Volume, Velocity and Variety aren’t the challenges most marketers are facing, but rather how can I use it to enhance customer engagement and experiences. The sooner we approach Big Data as a creative challenge rather than a technical one, the sooner we’ll start to see it make a real difference.
Wouter Verburg says
Excellent cartoons that always manages to put a smile on our faces!
As an academic Industrial Design Engineer, I have always been fascinated with the ‘data to wisdom’ journey in many value chains. A couple of my findings to share that also link to earlier posts above:
> Small data can prove to be BIG challenges in internal and external environments – uniting data sets from different departments (silo’s) within one company can be a big achievement (without qualifying for big data) and provide valuable insight. Not everybody will be pleased with the findings. Unite & close the ranks internally!
> New is always scary – a proper understanding of where your business is coming from (past value) and where you would like to go to (future value) can help you fit the pieces together. Companies who ‘dare to share’ this analysis with the employees, have much more agility and are better survivors of crises. Map the road of value add and remain flexible to adapt to changing realities!
> Make or buy – sometimes it’s a lesser investment to buy external data than to repair internal data. There are a million (at that time) valid reasons for datasets that have turned bad throughout the last decades. And there are always more than one way to achieve the desired result. Walk around and talk to your specialists, you will be amazed how much help/data/information is already available. Accept your past and create your future together!
What question would you like to have answered (value add) when and what -big?- data is therefor required?
For ‘Big Data’, should we not read ‘Dig Better’?
J C says
Big data isn’t valuable for what it is, but for what it makes possible. Actionable data is the goal to strive for.
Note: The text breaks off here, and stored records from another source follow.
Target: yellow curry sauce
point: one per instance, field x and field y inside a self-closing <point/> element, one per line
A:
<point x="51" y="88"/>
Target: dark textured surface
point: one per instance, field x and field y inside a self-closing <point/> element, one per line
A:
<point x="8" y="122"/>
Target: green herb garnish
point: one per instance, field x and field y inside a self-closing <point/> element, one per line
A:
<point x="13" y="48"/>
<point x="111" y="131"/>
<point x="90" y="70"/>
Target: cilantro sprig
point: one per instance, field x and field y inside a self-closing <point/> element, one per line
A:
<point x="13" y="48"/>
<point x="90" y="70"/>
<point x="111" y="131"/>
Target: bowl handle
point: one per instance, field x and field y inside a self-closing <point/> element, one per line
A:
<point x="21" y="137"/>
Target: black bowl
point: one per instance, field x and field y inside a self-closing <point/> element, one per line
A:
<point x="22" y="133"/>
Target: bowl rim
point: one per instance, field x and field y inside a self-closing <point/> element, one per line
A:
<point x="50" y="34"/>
It is much like the difference between “knowledge” and “wisdom”.
Steve R says
Perhaps the 3Vs defining “big data” (velocity, volume and variety) matter less than the “so what?”… which I define with the 3As:
ACCESSIBLE (understandable, communicated well with the right language and images)*
ACCEPTABLE (believed by decision makers as lack of credibility of inaccurate or incomplete data can be a major barrier)
ACTIONABLE (you can actually do something with the insight that makes a difference)
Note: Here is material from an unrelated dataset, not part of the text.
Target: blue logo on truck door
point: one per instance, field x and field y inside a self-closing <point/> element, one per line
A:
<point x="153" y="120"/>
This works for big data and little data alike.
[* like your cartoons are a great way to get across sometimes complex concepts in a great way]
tom j. hidvegi says
I believe that ideas are about promoting and big data is about predicting. In today’s marketing environment it shall not be either or but both. Having said that, big data will never help your marketing if you are not prepared to deal with small data first. If your marketing is not agile enough and you are not prepared to adapt to an ambidextrous marketing management, then regardless of your predictions and insights you will lose on small data first. I believe that, Big Data=Pro-acting & Small Data=reacting.
If Big Data was indeed like teenage sex, a more accurate description (from the broader population’s view rather than just the teenager’s point of view) would be that a vast majority of people would like to think it doesn’t exist at all, there’s no need to talk about it, preaching abstinence is a realistic way to deal with it, and that teen pregnancy doesn’t happen.